A humanized mouse model allows for the study of long-term immunotherapy combinations.

Researchers at Cima University of Navarra have optimized the use of humanized mice (in vivo) with the goal to reproduce the anti-tumor immune response of cancer patients. This model allows the testing of long-term immunotherapy combinations, thus overcoming the limitations of cellular (in vitro) models.

Immunotherapy has become a treatment of reference letter in different types of cancer and has also revolutionized the preclinical drug development . "The fundamental difference with other cancer drugs is that immunotherapy does not target molecules present in tumor cells, but proteins present in immune cells. This implies that we must include immune cells in preclinical models for the results to be reliable. This process leads to an increase B of its complexity and makes replicating the human immune system in models of laboratory a challenge", explains Dr. Iñaki Eguren, researcher of the group of Applied and Translational Onco-Immunology at Cima.

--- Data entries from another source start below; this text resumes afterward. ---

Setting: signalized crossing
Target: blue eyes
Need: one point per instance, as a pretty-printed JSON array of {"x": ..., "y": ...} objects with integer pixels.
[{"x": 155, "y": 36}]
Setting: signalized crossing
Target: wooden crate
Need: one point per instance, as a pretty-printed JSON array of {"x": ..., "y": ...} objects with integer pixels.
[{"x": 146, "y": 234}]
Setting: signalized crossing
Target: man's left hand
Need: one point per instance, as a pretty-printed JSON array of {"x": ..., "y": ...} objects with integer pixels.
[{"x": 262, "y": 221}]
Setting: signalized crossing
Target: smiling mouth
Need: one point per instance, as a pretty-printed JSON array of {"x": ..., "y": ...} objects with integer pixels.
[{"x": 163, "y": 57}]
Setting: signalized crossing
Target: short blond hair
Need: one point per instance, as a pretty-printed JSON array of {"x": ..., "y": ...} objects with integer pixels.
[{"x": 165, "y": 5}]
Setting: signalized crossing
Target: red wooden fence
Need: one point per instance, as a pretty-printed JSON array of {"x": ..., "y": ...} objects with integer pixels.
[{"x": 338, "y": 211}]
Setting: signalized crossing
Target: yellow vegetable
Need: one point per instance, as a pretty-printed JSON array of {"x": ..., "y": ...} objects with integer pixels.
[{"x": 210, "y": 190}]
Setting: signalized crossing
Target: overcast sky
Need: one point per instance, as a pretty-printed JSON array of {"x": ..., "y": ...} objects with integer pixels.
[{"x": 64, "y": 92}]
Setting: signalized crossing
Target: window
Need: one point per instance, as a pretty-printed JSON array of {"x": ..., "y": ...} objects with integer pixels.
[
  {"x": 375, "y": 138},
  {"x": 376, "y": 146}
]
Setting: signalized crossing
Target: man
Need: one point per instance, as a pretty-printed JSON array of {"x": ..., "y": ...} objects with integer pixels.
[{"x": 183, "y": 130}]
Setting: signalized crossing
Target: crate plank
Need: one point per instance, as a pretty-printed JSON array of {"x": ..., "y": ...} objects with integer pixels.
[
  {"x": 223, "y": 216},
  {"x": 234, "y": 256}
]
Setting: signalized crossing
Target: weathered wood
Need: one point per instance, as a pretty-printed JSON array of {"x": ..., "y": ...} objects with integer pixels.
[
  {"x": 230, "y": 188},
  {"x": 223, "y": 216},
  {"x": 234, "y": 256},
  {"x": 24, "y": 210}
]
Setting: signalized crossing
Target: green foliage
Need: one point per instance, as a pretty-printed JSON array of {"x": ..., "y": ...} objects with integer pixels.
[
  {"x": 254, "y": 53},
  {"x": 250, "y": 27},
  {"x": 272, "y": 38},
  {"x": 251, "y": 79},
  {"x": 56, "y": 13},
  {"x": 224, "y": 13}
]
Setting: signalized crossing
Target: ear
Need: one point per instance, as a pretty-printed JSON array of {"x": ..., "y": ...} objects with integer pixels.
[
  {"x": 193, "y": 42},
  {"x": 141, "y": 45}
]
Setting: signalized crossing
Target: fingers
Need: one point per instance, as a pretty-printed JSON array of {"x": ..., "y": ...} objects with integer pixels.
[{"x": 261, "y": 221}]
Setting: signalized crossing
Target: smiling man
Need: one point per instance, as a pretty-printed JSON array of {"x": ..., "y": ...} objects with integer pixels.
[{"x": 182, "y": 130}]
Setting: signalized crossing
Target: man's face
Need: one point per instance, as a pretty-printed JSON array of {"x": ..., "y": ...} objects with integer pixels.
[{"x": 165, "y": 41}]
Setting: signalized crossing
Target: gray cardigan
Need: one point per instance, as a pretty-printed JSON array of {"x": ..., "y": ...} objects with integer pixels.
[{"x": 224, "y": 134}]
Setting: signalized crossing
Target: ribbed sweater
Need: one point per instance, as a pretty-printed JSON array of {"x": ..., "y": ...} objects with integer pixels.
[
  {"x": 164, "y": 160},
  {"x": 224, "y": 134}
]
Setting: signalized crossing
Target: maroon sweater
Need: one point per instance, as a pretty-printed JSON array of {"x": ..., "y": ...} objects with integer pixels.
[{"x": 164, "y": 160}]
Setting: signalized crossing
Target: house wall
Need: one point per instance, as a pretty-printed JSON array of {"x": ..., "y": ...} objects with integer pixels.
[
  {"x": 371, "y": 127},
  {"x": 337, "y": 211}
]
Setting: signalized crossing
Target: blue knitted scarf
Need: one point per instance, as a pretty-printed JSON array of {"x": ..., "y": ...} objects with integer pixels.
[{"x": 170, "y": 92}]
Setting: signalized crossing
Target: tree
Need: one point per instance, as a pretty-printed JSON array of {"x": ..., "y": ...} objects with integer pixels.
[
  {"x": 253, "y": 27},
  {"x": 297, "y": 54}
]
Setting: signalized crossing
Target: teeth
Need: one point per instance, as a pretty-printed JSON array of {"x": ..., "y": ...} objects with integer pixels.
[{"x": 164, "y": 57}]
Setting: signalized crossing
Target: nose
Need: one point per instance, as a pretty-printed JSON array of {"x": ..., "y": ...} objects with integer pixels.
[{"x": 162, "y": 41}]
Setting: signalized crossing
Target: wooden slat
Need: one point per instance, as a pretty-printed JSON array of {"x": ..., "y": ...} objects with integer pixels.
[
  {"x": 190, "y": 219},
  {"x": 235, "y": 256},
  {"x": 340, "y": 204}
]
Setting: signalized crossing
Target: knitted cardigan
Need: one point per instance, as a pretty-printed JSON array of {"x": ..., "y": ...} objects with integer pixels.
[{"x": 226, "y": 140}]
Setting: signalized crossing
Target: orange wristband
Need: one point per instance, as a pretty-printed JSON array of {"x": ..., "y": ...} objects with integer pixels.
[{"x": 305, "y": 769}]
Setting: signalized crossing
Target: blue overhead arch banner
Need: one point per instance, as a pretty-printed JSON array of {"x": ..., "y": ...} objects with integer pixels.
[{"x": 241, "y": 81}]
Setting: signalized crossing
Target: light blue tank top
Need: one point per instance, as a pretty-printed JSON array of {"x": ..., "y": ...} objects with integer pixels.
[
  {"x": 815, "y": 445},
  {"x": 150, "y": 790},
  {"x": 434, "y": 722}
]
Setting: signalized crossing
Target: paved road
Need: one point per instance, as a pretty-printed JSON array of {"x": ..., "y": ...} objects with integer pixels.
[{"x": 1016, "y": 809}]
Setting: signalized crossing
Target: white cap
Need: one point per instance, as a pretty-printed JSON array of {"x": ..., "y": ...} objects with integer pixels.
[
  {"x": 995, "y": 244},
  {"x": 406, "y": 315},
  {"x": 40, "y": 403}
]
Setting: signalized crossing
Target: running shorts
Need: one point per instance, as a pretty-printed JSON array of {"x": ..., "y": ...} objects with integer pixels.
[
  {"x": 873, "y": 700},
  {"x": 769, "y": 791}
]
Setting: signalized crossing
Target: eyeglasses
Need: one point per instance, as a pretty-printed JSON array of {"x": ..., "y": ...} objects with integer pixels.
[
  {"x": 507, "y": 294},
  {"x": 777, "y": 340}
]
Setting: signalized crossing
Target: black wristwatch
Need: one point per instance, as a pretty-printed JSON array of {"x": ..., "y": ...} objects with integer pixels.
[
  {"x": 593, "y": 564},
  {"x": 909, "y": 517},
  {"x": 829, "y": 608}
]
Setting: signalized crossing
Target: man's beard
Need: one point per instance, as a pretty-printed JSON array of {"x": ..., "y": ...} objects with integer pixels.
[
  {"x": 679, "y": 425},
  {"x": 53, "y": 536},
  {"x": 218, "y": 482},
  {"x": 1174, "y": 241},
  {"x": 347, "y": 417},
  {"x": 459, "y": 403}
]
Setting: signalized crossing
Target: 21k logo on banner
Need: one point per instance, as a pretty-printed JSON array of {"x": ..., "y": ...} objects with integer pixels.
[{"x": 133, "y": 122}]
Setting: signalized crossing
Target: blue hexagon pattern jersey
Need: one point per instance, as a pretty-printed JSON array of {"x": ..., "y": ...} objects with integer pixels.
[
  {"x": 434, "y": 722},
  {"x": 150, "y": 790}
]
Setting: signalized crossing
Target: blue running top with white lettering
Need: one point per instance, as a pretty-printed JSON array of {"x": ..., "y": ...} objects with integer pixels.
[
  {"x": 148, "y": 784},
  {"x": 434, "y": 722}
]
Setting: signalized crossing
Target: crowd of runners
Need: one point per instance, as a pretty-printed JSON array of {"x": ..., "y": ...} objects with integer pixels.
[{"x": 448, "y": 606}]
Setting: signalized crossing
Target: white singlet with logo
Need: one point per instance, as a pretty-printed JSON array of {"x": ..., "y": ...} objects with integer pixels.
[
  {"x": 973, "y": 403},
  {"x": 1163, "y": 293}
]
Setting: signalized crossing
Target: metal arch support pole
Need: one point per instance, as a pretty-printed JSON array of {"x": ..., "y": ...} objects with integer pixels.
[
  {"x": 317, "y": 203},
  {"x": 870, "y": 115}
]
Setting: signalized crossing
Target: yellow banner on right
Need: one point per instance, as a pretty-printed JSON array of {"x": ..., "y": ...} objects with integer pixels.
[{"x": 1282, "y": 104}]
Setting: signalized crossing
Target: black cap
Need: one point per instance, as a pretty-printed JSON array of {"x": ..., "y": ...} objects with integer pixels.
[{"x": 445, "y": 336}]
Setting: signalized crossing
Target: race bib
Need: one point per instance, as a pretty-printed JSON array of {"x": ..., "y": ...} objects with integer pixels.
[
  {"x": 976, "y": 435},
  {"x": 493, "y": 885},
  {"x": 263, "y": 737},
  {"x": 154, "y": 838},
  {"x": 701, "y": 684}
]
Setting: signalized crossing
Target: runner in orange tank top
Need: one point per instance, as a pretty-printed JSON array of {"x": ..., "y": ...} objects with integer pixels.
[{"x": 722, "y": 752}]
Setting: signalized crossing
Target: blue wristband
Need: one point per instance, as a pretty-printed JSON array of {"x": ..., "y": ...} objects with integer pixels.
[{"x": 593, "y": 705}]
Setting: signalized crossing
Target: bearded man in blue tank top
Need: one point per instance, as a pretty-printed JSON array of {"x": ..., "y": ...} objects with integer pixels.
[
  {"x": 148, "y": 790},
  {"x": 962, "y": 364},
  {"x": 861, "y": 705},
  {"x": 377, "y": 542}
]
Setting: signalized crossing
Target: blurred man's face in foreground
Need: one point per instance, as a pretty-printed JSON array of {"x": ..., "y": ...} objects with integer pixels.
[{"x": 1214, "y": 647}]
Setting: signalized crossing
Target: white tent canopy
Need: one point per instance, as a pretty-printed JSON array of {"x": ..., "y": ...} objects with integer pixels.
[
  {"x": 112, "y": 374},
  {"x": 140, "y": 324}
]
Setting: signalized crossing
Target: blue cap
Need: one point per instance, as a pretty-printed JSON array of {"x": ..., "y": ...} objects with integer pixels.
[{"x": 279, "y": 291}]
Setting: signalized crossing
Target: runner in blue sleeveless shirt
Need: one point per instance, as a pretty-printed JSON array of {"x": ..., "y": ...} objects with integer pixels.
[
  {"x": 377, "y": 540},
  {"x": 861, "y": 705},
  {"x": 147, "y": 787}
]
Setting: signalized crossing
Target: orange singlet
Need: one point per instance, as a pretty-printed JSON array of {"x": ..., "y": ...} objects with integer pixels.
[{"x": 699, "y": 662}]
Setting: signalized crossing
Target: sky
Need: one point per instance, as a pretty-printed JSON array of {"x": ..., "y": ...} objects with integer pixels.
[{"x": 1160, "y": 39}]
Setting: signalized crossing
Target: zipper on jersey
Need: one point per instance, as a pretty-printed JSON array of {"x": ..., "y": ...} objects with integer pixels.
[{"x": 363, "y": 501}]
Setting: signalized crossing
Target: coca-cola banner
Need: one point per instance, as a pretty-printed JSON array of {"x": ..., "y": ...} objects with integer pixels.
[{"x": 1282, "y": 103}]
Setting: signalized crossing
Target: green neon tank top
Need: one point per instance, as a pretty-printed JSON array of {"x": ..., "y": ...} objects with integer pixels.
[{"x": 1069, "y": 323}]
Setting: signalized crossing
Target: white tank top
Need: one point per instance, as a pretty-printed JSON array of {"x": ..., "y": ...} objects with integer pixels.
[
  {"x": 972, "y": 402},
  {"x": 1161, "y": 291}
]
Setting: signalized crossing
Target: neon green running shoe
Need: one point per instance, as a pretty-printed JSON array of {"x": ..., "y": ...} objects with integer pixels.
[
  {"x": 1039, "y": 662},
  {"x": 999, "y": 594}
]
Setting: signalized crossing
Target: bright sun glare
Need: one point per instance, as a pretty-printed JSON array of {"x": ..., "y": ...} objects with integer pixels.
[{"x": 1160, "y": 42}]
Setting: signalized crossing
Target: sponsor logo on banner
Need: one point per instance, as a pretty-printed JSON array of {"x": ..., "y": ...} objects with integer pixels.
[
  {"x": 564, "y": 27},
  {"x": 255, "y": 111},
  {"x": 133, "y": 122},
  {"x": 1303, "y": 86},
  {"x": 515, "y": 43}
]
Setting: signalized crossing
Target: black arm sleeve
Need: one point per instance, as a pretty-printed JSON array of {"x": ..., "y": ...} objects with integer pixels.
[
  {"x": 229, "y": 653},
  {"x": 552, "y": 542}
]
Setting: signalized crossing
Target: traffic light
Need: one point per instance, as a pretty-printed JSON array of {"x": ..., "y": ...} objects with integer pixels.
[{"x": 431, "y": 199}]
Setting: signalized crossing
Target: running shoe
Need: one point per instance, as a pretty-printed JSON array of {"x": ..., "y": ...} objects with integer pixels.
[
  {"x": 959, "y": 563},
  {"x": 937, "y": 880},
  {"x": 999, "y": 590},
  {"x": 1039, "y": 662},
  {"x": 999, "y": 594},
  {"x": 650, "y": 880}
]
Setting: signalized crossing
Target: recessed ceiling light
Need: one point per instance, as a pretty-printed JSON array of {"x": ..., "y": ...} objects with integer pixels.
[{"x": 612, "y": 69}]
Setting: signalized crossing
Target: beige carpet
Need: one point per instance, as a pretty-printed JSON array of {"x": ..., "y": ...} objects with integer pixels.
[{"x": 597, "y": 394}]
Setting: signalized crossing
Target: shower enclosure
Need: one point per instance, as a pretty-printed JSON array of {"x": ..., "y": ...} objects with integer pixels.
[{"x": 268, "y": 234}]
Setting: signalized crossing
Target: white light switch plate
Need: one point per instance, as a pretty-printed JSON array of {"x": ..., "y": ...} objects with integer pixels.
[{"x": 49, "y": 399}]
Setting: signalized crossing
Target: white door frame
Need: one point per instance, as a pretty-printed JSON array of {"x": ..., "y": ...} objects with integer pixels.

An alternative to rejection

Since cellular models (in vitro) are limited by their short duration and after a few days of culture the sample usually loses viability, for longer term experiments it is necessary to have an animal model (in vivo) that provides the tumor with a balanced environment of nutrients and metabolites to sustain its growth. However, the incorporation of human immune cells into mice leads to recognition of the mouse tissue as foreign, with subsequent rejection. 

"In our laboratory at Cima we have explored a mouse model genetically modified to prevent rejection, in which we have tested two types of immunotherapy. In both treatment modalities, we have found that this model mouse Exempt for 'severe graft-versus-host' disease allows for long-term experiments," says Dr. Eguren. The results have been published in the Journal for Immunotherapy of Cancer.

Specifically, this study highlights the use of compounds that directly activate T cells (the effector arm of our immune system), known as "T-cell engagers". This strategy has recently been approved for the treatment of uveal melanoma and small cell lung cancer. "These compounds make it possible to activate T-cells that are close to the tumor cell, achieving very striking responses. However, we still have a lot to learn about their mechanism of action and, above all, about the mechanisms of tumor resistance to this therapy. These models can help us to resolve some of these questions," says Dr. Miguel Fernández de Sanmamed. Dr. Miguel Fernández de Sanmamedresearcher principal of the group of Applied and Translational Onco-Immunology of the Cima and specialistof the Lung Cancerarea of the Cancer Center Clínica Universidad de Navarra.

The models developed have some limitations that will require further advances in the future. "The research advances in order to reproduce on the laboratory the complex interaction between tumor cells and the patient's immune system, with the goal ultimate goal of developing tools that allow us to reliably reproduce the patient's response to treatment," the researchers conclude.

The study, carried out at the framework of the Institute of research Sanitaria de Navarra (IdiSNA) and the research center Biomedica en network Cáncer (CIBERONC), was supported by partnership of public and private institutions such as the Ministry of Science, Innovation and Universities, the association Española contra el Cáncer, the CRIS contra el Cáncer Foundation and the FERO Foundation. 

Bibliographical references

- J Immunother Cancer. 2024 Sep 6;12(9):e008516. doi: 10.1136/jitc-2023-008516. MHC class I and II-deficient humanized mice are suitable tools to test the long-term antitumor efficacy of immune checkpoint inhibitors and T-cell engagers.